Nous avons demandé à Ashley de partager ce qu’elle a appris grâce à son expérience dans le domaine de la recherche et de donner des conseils aux chercheurs en début de carrière et aux jeunes étudiants qui souhaitent se lancer dans la recherche. L’interview complète est disponible sur notre chaîne YouTube. En voici quelques extraits :
Q : À quoi ressemble votre quotidien en tant que coordinatrice de recherche ?
« La plupart de mes tâches consistent à m’assurer que notre équipe de projet est en bonne voie pour atteindre nos objectifs, à coordonner l’accès aux données pour tout le monde et, comme notre équipe de projet est répartie dans tout le pays, à veiller à ce que tout le monde reste sur la bonne voie et se réunisse régulièrement afin de respecter les délais. Je participe également à une partie de l’analyse, ce qui est vraiment ma partie préférée en tant que personne qui travaille avec des données. »
Q : En quoi le fait de travailler sur ce projet a-t-il influencé votre vision de la santé publique ?
« Il s’agit d’un ensemble de données très solide, car il comprend des personnes provenant de partout au Canada, ce qui n’est pas nécessairement courant. Souvent, les données sont fragmentées, et nous voyons de petits groupes ici et là, mais il est assez difficile d’inclure tout le monde. Je pense que le fait de pouvoir prendre du recul et d’avoir la possibilité d’utiliser des données qui nous permettent d’avoir une vue d’ensemble et de vraiment réfléchir à l’impact que nos résultats peuvent avoir sur les femmes à travers le Canada était vraiment quelque chose de nouveau pour moi, et j’ai trouvé cela très marquant. »
Q : En quoi le poste de coordinateur de recherche s’inscrit-il dans le cadre d’un doctorat ?

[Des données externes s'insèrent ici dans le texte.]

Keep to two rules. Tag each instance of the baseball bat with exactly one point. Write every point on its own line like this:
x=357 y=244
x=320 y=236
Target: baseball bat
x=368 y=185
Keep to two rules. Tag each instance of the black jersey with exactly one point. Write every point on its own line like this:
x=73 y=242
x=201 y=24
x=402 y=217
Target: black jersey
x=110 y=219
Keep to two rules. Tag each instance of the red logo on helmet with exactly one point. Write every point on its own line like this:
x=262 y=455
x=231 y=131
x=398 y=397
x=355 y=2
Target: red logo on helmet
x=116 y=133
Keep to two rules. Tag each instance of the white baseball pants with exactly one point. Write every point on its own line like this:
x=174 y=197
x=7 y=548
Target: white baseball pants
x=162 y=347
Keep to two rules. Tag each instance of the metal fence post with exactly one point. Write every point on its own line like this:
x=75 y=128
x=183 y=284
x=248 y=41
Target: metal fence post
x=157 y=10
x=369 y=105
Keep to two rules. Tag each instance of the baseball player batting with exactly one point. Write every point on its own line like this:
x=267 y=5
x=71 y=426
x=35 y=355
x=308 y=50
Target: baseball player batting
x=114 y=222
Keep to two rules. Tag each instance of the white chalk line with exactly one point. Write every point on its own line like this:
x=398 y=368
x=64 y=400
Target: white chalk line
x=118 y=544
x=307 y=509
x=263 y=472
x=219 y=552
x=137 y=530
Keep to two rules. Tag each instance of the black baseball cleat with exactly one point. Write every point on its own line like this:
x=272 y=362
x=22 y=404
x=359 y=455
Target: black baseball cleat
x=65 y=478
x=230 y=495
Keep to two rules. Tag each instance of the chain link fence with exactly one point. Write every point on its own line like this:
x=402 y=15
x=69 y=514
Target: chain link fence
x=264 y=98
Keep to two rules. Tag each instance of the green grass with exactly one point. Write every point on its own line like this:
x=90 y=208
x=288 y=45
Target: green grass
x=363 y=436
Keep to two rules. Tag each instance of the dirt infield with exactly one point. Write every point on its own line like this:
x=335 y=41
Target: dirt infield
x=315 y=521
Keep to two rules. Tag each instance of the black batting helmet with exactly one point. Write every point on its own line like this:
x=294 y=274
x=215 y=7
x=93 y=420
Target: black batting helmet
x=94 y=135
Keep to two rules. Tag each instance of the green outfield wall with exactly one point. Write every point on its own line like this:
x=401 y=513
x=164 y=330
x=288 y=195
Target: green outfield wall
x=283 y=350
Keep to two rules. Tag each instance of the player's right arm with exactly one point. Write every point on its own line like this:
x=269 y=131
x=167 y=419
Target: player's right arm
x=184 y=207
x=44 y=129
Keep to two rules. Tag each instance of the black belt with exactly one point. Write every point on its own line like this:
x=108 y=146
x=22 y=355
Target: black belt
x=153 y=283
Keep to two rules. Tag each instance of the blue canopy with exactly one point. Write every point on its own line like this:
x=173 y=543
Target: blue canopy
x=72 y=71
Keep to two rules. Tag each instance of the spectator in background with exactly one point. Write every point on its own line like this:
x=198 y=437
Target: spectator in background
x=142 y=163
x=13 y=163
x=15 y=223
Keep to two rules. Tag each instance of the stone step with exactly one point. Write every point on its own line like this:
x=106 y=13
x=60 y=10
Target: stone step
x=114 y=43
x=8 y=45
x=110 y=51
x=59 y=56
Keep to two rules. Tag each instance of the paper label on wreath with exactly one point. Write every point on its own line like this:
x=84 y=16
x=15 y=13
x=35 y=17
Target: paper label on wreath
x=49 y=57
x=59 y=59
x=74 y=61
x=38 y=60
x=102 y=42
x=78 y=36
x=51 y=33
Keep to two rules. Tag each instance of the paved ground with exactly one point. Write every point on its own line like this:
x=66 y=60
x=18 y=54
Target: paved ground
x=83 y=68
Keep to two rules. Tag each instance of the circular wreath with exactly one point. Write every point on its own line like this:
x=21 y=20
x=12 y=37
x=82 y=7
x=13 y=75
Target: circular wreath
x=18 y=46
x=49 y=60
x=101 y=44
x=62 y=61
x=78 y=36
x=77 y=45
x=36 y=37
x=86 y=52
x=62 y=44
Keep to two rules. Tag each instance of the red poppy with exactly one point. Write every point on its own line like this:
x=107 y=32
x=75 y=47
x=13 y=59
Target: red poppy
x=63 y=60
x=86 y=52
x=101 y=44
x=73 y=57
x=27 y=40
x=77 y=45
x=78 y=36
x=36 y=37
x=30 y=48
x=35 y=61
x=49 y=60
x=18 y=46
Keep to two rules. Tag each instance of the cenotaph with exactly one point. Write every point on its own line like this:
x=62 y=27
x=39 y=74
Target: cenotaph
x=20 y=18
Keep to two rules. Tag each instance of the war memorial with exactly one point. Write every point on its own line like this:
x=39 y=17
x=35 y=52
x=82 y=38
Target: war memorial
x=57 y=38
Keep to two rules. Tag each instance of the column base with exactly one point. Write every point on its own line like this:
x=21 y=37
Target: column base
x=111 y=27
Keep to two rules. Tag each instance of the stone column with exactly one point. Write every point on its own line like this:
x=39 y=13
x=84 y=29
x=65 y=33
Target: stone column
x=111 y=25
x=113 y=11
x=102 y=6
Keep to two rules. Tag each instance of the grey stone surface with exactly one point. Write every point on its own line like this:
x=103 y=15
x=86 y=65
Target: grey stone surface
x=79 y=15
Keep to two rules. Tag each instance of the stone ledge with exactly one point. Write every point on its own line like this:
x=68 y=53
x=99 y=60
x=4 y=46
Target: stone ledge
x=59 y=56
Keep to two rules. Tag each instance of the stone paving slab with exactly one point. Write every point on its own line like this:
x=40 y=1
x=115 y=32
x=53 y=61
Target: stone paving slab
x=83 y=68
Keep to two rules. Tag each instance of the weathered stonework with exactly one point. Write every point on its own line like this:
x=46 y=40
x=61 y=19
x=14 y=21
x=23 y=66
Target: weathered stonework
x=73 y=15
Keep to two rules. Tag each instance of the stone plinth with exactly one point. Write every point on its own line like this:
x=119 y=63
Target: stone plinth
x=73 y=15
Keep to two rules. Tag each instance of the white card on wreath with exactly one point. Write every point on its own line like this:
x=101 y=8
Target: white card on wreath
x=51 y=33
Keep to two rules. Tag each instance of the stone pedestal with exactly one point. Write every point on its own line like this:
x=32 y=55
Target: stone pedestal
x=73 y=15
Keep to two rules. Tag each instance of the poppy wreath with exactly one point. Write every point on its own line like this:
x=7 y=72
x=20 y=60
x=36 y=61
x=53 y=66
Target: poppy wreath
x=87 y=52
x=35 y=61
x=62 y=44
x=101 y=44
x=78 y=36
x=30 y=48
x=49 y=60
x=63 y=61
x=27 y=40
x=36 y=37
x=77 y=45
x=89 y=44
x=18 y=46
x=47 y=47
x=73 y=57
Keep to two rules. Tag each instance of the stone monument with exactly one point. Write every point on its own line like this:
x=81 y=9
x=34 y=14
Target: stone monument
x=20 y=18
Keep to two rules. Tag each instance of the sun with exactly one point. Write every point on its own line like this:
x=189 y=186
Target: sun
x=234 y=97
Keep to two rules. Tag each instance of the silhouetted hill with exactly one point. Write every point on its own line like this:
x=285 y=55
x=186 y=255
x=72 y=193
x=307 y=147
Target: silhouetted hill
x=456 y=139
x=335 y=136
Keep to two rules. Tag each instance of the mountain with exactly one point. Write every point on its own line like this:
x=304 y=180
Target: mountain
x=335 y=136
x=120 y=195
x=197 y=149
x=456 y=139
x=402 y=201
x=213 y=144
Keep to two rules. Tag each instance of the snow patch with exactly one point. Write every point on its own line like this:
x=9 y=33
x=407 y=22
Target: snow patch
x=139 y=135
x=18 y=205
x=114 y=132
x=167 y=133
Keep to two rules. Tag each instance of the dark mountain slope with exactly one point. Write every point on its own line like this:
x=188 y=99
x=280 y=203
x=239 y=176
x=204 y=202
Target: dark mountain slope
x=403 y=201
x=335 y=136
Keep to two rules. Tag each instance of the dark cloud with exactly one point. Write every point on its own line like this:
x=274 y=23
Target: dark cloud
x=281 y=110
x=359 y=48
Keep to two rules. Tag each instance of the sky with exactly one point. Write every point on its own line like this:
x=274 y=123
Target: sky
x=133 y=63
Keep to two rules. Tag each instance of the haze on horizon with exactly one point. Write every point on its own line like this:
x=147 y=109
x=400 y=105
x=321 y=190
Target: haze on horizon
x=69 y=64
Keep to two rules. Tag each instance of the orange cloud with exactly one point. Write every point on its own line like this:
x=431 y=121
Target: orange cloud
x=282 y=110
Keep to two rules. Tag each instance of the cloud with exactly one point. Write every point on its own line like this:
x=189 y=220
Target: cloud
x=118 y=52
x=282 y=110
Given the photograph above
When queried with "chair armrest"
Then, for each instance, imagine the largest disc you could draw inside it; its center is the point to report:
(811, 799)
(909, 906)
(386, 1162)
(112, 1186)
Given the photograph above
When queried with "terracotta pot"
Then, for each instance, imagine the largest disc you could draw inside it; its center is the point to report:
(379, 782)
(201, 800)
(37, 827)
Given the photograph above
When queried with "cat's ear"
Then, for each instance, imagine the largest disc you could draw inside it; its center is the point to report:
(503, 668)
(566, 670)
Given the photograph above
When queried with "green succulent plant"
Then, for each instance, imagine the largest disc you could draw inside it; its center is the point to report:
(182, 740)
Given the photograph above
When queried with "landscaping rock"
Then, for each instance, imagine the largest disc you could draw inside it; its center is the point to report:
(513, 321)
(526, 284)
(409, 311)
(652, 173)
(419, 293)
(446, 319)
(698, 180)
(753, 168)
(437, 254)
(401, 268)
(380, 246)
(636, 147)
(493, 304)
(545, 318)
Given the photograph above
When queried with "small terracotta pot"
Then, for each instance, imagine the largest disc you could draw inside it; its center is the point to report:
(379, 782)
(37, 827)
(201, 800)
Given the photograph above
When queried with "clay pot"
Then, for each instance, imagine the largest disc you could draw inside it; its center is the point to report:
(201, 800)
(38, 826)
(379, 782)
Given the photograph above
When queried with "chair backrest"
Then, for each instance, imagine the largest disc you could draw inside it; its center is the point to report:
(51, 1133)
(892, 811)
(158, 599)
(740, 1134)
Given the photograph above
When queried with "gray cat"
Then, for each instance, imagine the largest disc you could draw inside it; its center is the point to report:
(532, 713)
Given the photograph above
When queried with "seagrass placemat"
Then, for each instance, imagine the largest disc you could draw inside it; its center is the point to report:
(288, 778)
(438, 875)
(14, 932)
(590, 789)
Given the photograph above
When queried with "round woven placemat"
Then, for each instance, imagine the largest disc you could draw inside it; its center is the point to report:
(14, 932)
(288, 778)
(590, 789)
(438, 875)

« En tant que coordinatrice de recherche, on acquiert beaucoup de compétences importantes pour devenir chercheuse. Parfois, lorsqu’on travaille avec des données, on se concentre uniquement sur les chiffres qui nous sont présentés. Mais je pense qu’être coordinatrice de recherche aide à comprendre le processus de collecte des données et comment celles-ci vous parviennent. Il y a tellement de personnes impliquées … Cela m’a vraiment permis d’apprécier tout le processus de collecte des données, de ne pas les considérer comme acquises, de comprendre le temps et les efforts que cela demande. Cela m’a également permis de comprendre l’ensemble du processus de recherche, depuis la formulation d’une question de recherche jusqu’à l’élaboration d’un plan d’analyse, en passant par la soumission à un comité d’éthique et la diffusion des résultats. Il ne s’agit pas seulement de rédiger des articles, mais aussi de veiller à ce que les résultats soient diffusés auprès du public par le biais des médias et que nos recherches aient réellement l’impact souhaité. »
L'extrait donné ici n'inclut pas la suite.